Marine or portable off-grid solar systems

XizangXizang Registered Users Posts: 50 ✭✭
edited February 2016 in Solar Beginners Corner #1
I'm sort of lurking here, asking a dumb question every now and then, and trying to accumulate enough knowledge to not screw up too badly.   Okay, here's my project:  Setting up a little backup power supply in Nebraska at my girlfriend's place.  But want to keep it kind of portable, where we can peel it up easily and take it with us to my next management gig at a coastal location.  There, we will have a larger sailboat or houseboat that we will want to transplant the system onto.  So the parts need to be saltwater resistant.

I'm at the stage of looking for an inverter that's cheap enough for unemployed older folks to buy, yet tough enough to live on the water in a marine environment.    And along with the inverter, I'm going to need a couple of respectable batteries that will survive in the same saltwater climate.
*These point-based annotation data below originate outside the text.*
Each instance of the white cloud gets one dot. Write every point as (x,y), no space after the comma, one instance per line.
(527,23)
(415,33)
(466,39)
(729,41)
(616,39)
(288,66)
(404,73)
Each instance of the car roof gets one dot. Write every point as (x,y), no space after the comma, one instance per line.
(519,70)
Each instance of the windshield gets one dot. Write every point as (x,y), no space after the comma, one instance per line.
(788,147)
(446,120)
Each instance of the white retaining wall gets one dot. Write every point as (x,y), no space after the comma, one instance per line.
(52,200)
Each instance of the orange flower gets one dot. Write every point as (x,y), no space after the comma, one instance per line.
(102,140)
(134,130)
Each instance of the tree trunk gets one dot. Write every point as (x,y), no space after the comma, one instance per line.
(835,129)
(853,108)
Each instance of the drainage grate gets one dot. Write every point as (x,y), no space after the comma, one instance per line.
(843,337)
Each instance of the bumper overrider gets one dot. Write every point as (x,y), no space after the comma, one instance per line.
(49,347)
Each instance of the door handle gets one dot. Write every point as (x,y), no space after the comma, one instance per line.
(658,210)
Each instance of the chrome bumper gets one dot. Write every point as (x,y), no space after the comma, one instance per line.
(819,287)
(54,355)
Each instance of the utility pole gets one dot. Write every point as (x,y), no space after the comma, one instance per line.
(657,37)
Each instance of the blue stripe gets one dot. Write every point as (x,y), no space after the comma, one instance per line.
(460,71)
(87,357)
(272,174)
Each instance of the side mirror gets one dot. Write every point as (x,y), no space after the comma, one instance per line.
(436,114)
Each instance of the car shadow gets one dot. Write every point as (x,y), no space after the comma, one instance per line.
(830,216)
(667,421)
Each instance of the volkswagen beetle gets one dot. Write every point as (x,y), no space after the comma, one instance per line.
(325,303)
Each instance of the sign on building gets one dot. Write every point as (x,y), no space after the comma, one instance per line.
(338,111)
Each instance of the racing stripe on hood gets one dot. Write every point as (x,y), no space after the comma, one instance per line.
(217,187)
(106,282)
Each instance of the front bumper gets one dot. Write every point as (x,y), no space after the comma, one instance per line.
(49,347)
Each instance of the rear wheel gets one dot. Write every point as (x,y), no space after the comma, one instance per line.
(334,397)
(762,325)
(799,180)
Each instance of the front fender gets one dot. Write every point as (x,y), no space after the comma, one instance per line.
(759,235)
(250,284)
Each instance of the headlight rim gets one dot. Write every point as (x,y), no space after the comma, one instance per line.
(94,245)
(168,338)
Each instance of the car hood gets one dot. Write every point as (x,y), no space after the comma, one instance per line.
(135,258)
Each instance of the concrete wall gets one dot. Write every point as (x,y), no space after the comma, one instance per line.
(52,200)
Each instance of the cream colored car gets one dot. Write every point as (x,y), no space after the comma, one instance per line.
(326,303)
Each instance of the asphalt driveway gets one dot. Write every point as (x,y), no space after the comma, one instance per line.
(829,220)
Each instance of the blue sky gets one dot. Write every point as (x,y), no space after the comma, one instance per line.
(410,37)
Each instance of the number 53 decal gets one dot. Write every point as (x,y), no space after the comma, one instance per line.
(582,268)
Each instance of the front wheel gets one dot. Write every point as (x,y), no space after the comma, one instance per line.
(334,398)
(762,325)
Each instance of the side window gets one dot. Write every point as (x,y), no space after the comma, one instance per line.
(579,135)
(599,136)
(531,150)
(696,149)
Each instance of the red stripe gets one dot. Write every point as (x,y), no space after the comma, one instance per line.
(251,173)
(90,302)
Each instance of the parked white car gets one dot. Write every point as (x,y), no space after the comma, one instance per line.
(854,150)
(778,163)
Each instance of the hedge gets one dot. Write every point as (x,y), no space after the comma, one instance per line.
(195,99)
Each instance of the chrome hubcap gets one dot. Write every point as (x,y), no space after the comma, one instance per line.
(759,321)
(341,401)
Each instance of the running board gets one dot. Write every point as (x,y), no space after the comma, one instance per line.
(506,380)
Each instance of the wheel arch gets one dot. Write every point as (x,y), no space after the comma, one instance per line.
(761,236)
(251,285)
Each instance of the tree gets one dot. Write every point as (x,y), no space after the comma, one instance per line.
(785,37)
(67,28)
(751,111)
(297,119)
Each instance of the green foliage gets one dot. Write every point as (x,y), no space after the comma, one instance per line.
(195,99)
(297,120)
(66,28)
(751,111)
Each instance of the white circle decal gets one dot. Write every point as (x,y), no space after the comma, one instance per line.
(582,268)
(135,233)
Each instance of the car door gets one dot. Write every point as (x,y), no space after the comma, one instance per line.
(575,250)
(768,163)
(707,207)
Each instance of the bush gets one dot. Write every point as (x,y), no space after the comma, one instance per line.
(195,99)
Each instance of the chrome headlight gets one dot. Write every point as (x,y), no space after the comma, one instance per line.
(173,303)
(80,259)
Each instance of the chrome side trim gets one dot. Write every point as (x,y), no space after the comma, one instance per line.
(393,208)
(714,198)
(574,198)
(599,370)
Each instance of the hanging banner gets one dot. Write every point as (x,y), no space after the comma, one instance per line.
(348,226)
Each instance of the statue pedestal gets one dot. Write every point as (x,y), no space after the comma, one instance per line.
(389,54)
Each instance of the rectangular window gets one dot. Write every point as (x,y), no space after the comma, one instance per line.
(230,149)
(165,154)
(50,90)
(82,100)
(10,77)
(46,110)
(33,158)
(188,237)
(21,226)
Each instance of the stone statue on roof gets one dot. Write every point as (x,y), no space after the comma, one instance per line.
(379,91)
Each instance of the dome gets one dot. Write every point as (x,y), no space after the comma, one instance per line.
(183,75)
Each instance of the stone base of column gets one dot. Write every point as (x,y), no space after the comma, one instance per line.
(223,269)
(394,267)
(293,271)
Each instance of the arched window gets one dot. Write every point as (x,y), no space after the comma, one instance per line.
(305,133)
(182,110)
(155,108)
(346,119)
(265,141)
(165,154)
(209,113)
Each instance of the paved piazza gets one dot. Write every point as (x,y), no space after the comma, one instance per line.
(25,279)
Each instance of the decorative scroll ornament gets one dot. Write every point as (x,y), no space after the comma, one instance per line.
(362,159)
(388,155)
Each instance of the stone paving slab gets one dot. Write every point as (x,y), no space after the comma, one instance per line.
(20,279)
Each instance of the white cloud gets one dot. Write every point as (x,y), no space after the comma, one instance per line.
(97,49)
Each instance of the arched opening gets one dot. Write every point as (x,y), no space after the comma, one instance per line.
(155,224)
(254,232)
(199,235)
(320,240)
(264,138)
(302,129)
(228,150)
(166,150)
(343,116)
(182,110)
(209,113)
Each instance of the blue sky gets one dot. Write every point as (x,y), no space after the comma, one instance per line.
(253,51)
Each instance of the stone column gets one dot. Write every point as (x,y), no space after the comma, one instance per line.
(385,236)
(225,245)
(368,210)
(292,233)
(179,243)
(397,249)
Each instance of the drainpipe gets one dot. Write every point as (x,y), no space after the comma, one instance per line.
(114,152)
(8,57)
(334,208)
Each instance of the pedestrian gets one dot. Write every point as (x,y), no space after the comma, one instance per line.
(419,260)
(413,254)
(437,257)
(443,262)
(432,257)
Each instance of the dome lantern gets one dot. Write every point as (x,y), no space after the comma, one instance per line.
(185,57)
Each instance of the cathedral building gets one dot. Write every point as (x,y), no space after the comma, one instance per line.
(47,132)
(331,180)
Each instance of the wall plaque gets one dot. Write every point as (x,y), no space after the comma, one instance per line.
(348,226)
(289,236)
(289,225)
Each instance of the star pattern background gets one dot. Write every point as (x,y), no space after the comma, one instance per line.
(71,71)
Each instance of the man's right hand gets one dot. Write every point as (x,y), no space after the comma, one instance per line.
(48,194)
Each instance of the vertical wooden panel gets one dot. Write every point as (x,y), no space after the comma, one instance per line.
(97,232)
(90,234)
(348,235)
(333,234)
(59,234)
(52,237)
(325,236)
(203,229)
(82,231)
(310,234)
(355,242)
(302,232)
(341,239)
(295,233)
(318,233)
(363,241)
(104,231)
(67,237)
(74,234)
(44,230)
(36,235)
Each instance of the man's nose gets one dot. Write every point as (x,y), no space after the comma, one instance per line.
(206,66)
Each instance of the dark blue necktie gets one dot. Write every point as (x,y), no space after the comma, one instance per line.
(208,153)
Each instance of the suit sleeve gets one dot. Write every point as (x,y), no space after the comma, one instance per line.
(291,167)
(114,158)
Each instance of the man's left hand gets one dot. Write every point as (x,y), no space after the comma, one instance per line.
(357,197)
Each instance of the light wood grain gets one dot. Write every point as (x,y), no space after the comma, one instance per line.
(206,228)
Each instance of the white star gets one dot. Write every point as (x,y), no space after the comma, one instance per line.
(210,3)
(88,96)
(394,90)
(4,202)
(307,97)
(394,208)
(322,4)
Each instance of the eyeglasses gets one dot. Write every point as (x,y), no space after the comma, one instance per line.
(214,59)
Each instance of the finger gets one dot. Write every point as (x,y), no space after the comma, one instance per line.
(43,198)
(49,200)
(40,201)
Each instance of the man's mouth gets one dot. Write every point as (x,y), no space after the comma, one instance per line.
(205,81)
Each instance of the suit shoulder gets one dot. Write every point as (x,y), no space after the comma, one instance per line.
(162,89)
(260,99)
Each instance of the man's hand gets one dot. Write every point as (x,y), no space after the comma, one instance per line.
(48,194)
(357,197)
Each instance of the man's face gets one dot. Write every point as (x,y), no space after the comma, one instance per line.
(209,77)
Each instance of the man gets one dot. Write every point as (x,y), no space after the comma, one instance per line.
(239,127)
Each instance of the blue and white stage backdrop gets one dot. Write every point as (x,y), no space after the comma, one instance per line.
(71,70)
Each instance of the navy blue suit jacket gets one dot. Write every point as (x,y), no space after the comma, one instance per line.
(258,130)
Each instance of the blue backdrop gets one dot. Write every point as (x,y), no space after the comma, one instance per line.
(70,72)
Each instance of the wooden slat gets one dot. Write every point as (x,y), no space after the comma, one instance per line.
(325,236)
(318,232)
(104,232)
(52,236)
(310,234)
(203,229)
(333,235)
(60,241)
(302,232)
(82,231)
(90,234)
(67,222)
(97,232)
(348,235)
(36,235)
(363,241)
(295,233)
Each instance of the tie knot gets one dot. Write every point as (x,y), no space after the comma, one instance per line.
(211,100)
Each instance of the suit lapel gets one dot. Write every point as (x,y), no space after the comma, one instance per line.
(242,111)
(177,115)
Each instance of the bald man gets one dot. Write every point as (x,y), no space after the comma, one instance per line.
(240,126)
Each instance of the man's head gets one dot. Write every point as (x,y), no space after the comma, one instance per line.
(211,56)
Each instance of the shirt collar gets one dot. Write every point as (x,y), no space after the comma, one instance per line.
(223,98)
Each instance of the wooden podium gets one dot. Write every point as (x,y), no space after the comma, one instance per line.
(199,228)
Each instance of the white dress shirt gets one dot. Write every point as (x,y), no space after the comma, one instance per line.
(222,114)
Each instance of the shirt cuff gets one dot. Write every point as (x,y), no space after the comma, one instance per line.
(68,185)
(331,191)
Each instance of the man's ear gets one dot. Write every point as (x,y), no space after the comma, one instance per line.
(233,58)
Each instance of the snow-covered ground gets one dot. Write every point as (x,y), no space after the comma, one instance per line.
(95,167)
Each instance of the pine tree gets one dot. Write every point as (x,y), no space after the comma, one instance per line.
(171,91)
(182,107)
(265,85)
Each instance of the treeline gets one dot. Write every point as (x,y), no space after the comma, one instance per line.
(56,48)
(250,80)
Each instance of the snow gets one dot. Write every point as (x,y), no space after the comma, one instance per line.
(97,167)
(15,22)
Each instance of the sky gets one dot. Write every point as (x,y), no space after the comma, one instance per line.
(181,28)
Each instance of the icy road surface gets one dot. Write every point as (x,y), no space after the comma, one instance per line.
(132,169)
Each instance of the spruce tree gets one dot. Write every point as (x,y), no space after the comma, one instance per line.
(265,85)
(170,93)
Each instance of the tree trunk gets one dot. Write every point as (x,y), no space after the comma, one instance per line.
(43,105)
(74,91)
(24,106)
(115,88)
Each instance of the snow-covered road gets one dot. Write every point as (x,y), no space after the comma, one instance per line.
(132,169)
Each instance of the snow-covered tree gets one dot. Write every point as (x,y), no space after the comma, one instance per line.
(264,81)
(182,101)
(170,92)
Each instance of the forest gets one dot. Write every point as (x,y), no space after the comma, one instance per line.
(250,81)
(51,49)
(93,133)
I have a Brat charge controller and a Square-D weatherproof combiner box, along with a few 100-watt 12-volt (wired to 24-volt in series-parallel) solar panels.    The plan is to buy more.

So if you were me, what make and model inverter and batteries would you go for?  Bear in mind that we're currently old folks on limited incomes.

Comments

  • vtmapsvtmaps Solar Expert Posts: 3,739 ✭✭✭✭
    12 volt panels tend to be more expensive than the higher voltage panels.  If your system is large, you would be better off with an MPPT controller and cheaper, higher voltage panels.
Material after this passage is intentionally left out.